Posted by Gustaf Neumann on
As in my last replies, i recommend to upgrade to NaviServer 4.99.20 (.18 is two years old, many things have changed around this area). However, i can answer to your specific questions

What timeout configuration is this warning referring to?

I am not sure, you want to hear this on this detail, but a short answer would raise more questions.... When turning on debugging, the system exposes more details that normally an application developer does not have to care about. ... but it provides as well debugging hints. When a socket say "would block, no timeout configured" this means, that on a read/write operation the OS-kernel reported that it refuses right now to read/write as the user-space program tried (here NaviServer) in non-blocking mode. For this concrete read/write operation, no timeout was provided (which is intended behavior for non-blocking socket operations in the socks thread. The same function is uses as well in other contexts). If the socket would be defined as blocking, it would block right now. Avoiding blocking operation is essential for the socks thread, since otherwise, all other concurrent operations in the same thread would halt as well.

The situation with "partial writes" is very similar: the user-space program want to write N bytes, but actually the kernel refuses to do this and writes only some X bytes (where X < N). The kernel can do so whenever it wants, this is allowed behavior from POSIX (see e.g. [1]). Different OSes do it so far rarely (macOS), other ones do this often (Linux, especially in newer versions).

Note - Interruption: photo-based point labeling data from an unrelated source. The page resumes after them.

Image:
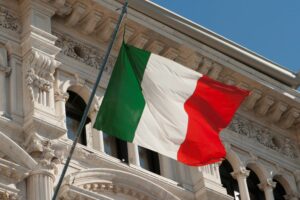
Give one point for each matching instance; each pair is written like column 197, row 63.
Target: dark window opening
column 149, row 160
column 279, row 191
column 227, row 180
column 74, row 111
column 115, row 147
column 254, row 192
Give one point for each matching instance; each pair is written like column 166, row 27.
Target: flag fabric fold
column 161, row 105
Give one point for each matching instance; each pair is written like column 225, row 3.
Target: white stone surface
column 49, row 47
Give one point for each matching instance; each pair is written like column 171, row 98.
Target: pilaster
column 241, row 177
column 268, row 187
column 40, row 180
column 133, row 154
column 4, row 71
column 39, row 65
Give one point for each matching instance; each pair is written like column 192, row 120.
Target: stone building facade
column 50, row 51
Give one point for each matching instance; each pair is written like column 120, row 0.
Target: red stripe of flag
column 210, row 109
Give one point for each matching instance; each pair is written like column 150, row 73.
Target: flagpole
column 87, row 108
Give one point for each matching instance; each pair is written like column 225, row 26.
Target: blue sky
column 270, row 28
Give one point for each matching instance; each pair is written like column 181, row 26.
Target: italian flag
column 161, row 105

To cope with these conditions, the user-level program has to retry the read/write (on our sockets receive/send) operations with the remaining data whenever the socket becomes readable or writable again. Handling of these operations in Tcl is unfortunately somewhat tricky, and is is also made more complex for TLS connections, where sometimes incomplete write operations mean that one has to wait for readability of the socket, since openssl does under the hood still some negotiations). On the Tcl-side we have two problem areas: where should the remaining data stored, how long, etc., what to do if in the meantime more data arrives, ... and what to do about binary/text data, especially when the byte-stream is separated inside a multi-byte character and the like. Earlier versions of revproxy solved this via nsv, switching different callbacks on the fly etc., while newer versions use newer socket functions in NaviServer that provide internal storage of the left-over bytes, such that the Tcl-side does not have to care about this.

So, under the hood, the code in 4.99.20 is very different compared to earlier versions, exactly to reduce the complexity sketched above. A similar situation is also around WebSockets. The good old WebSocket implementation of NaviServer worked perfectly fine over years for e.g. chat and similar other low-traffic, low volume operations, but when we started to use this for shared rooms with VR glasses (oculus) and WebVR/WebXR where one every movement substantial amount of data is sent, the old implementation run into many problems with partial reads/writes etc. This uses now the exactly same C-level operations.

So, sorry for being lengthy. Hope it explains reduced enthusiasm to dig into old code, since sooner or later you will want to upgrade.